Heart disease, inflammation may be prevented by molecule

A molecule thought to contribute to the development of heart disease appears instead to help suppress it, according to School of Medicine researchers.

Clay Semenkovich
Clay Semenkovich

When researchers fed a high-fat diet to mice lacking the molecule beta3 integrin, they found the exact opposite of what they expected: The mice developed lung inflammation and clogged arteries and about two-thirds of them died within six weeks.

The results suggest that long-term suppression of this molecule may exacerbate the development of heart disease, rather than prevent it.

The study appears online in the Proceedings of the National Academy of Sciences.

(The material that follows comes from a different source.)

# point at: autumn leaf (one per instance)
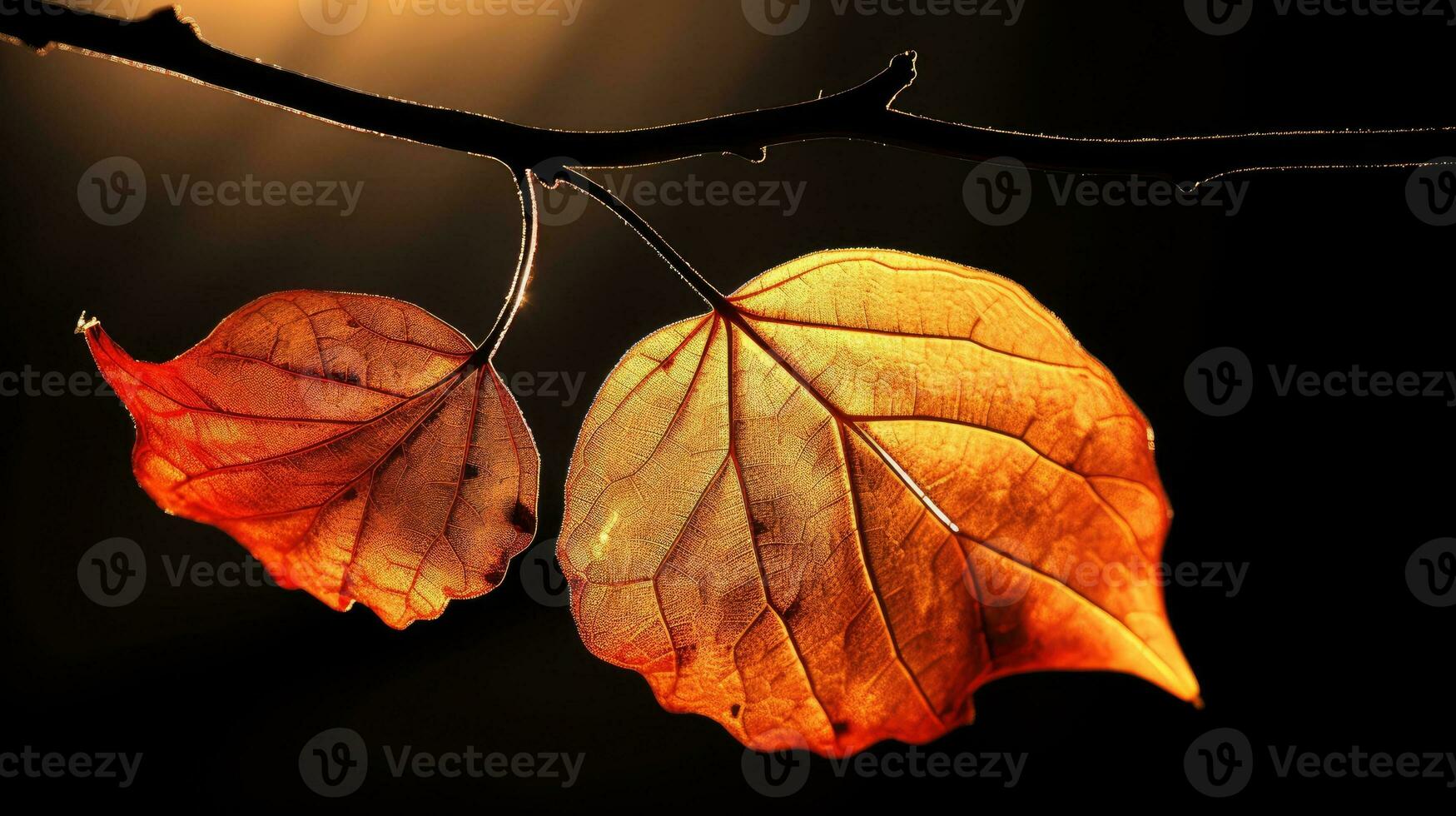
(832, 510)
(345, 442)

“We were amazed that these animals died from a high-fat diet,” said study principal investigator Clay F. Semenkovich, M.D., professor of medicine and of cell biology and physiology and director of the Division of Endocrinology, Metabolism and Lipid Research. “This uncovers an interesting role for beta3 as a potential mediator of inflammation and may help guide new drug development strategies.”

Beta3 sits on the surface of cells and interacts with other molecules in the body to help regulate functions like blood clotting and inflammation. Because one of the proteins it interacts with is critical for blood platelets to form clots, drugs that block the action of beta3 often are used to treat people who are having a heart attack.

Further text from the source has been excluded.